2. Patience: Every person is an individual. Some things will come quickly, others slowly, and some, perhaps, not at all. Know that each person develops at his own pace. The student competes only with himself. Therefore, a student should not feel that he is falling behind if a fellow student develops a skill in a month that he cannot acquire in six. That student may develop more quickly in another area. But even if not, remember progress in T’ai Chi, for most of us, is measured not in months, but in years.
3. Perseverance: While most students experience some benefit from T’ai Chi practise within the first few weeks, T’ai Chi is the practise of a lifetime. Ever increasing benefits of T’ai Chi accrue with the decades of one’s practise. Practise should be morning and night all the days of one’s life.
II. Form
4. Straight spine: This facilitates the flow of Ch’i up the spine.
5. Breathe to the Tan Tien: This develops Ch’i.
6. Empty the mind: T’ai Chi is meditation. This improves sensitivity to input, ability to react, ability to concentrate, and ability to be sensitive to and to control the Ch’i.
7. Single Weight: This enhances internal sensitivity and improves balance in the form, push hands and self-defense.
8. Feel air as substantial: If the air has substance, how much more substance will even your most supple opponent have? Also, this will aid in doing the form smoothly and at an even pace.

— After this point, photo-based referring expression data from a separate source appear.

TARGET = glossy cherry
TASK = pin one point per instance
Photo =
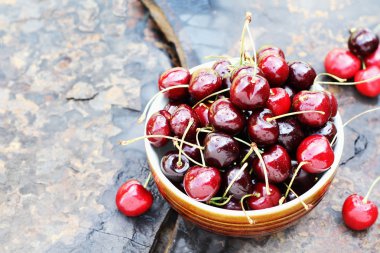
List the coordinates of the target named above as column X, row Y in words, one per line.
column 180, row 119
column 312, row 101
column 260, row 131
column 202, row 183
column 225, row 117
column 158, row 124
column 275, row 70
column 363, row 42
column 317, row 152
column 222, row 67
column 173, row 170
column 265, row 200
column 249, row 92
column 173, row 77
column 204, row 82
column 301, row 75
column 342, row 63
column 241, row 186
column 370, row 88
column 290, row 133
column 221, row 150
column 279, row 101
column 132, row 199
column 277, row 162
column 358, row 215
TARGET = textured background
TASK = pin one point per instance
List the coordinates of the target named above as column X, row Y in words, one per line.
column 73, row 75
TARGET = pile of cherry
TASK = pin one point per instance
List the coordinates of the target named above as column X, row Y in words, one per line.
column 252, row 135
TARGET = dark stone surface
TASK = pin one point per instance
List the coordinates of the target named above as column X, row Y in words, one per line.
column 306, row 31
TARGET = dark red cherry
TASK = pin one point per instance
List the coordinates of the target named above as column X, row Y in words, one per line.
column 222, row 67
column 358, row 215
column 312, row 101
column 277, row 162
column 315, row 150
column 342, row 63
column 301, row 75
column 269, row 50
column 202, row 183
column 303, row 181
column 132, row 199
column 260, row 131
column 233, row 204
column 249, row 92
column 333, row 103
column 265, row 200
column 328, row 130
column 371, row 88
column 279, row 101
column 180, row 119
column 173, row 170
column 158, row 124
column 275, row 70
column 243, row 184
column 173, row 77
column 221, row 150
column 204, row 82
column 244, row 70
column 291, row 133
column 202, row 112
column 363, row 42
column 373, row 59
column 225, row 117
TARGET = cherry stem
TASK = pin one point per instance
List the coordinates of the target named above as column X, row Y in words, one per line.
column 143, row 115
column 191, row 121
column 250, row 220
column 213, row 201
column 200, row 151
column 235, row 178
column 147, row 180
column 307, row 207
column 291, row 181
column 250, row 151
column 211, row 95
column 370, row 190
column 291, row 114
column 188, row 157
column 124, row 143
column 353, row 118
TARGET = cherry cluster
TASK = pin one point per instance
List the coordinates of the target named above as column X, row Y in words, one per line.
column 361, row 62
column 265, row 136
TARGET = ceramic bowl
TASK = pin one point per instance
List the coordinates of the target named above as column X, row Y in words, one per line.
column 235, row 223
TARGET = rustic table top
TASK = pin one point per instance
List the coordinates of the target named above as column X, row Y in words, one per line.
column 73, row 77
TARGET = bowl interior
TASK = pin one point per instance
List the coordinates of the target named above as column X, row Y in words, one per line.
column 155, row 155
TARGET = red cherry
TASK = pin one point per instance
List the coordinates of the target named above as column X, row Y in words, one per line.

9. Softness through root: Develop your foothold so that 5 or 6 strong men together cannot push you. Also develop your ability at neutralizing and softness so that you need never use that root. In this way, while having substantial root, you will always feel light and supple.
III. Ideal
10. Benevelence: Never try to harm any one in T’ai Chi practise, teaching or demonstration. In push hands and selfdefense, as in form, you are competing with no one except yourself. If your feel a need to overpower your partner in practise, then your real need is to over power your own ego. Your partner is there to help you develop your skills, and you his. When you are pushed by your partner, it is not your partner who has pushed you, but rather your inability to neutralize the push that has pushed you. You will be unpushed when you have sufficiently overcome yourself in body, emotions, mind and spirit.